Obama: Well, that would be kind of morbid. (Laughter.) I think that the idea in that provision, which may be in the House bill — keep in mind that we're still having a whole series of negotiations, and if this is something that really bothers people, I suspect that members of Congress might take a second look at it. But understand what the intent is. The intent here is to simply make sure that you've got more information, and that Medicare will pay for it.
So, for example, there are some people who — they get a terminal illness, and they decide at a certain point they want to get hospice care. But they might not know how to go about talking to a hospice, what does it mean, how does it work. And they don't want to — we don't want them to have to pay for that out of pocket. So if Medicare is saying you have the option of consulting with somebody about hospice care, and we will reimburse it, that's putting more power, more choice in the hands of the American people, and it strikes me that that's a sensible thing to do.

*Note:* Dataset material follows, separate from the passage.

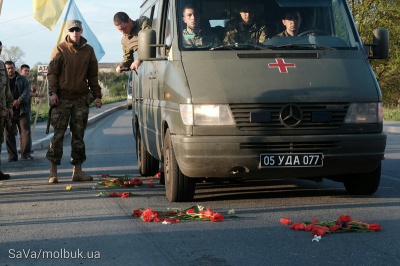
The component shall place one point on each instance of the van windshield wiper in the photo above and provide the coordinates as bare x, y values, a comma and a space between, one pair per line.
303, 46
237, 46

What was Mary referring to? Click here (warning, it's a large file) and go to section 1233 of the "tri-committee" bill being drafted in the House. The topic is "advance care planning consultation" and the goal is to allow Medicare to pay — no more than once every five years, with some exceptions — for a senior citizen to consult with a doctor and other professionals about how he or she wishes to be cared for as life's end approaches.
We've read the language several times and do not see a provision that would require anyone to consult with their doctor or the government.